Hello Dustin: I am all over anything that is related to economic development. Can you share a little bit about how you are using emerging technology for EconDev?

Cheers!
Alan Pruitt
Yuma AZ

Dustin Haisler

Hi Alan,

Our community is fairly small, and because we don’t have an economic development corporation, we assume the role of managing economic development for our area. The use of the barcode project has spurred significant attention in our area, and has allowed us to show the other innovative projects and incentives our community has to offer businesses. I currently travel and speak on how technology can be used as a form of economic development, because there are many ways even a smaller municipality can use technology as a form of economic development. For instance, if you provide incentives for developers that bring fiber to the home (FTTH) to their developments, you can help to increase the overall attractiveness of the area and build important infrastructure at the same time (thus another form of economic development). Technology has become one of our most important aspects of economic development. I’d be happy to answer any other questions that you have. Feel free to e-mail me at [email protected] or call me at 512-272-5555.

Best regards,

Dustin Haisler

Scott Bryan

Manor’s white paper ( http://www.cityofmanor.org/comwhitepaper.pdf ) does a great job of explaining how they’ve deployed this technology and contains links to useful resources. I think it would be wise to have a best practices QR forum where folks working with this technology could develop a comprehensive guide to it’s deployment.

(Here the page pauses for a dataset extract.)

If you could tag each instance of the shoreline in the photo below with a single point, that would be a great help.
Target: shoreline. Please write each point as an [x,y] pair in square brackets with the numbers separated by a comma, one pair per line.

I notice there is no attempt to inform users of what sort of content is available which might leave the approach open to having its usefulness diminished as more and more QR codes are deployed by other sectors of our economy. Perhaps a standard could be established that used icons above the codes or background colors to indicate what sort of information a code makes available.

It also made me wonder how easy it is to hijack a QR code. It seems like that system may be vulnerable to a new sort of fraud/vandalism because altering the signs with a marker of some kind could allow someone to misdirect users to a fraudulent URL. The white paper does not address any of the risks posed by this approach.

Dustin Haisler

Hi Scott,

Thanks for the feedback. I agree that a QR-code forum is needed to continue this discussion. As a result, I created a QR-code group on GovLoop, which can be found at https://www.govloop.com/group/qrcodesingovernment.

In response to your question on potential security threats (such as hijacking), we have been testing different ways to embed logos (using an algorithm) that would be very difficult to replicate as in the image below.

It was not included in the initial whitepaper because our research on this area is still ongoing; however, it is our intentions to publish this information in our next whitepaper “Overcoming Challenges With QR-codes.”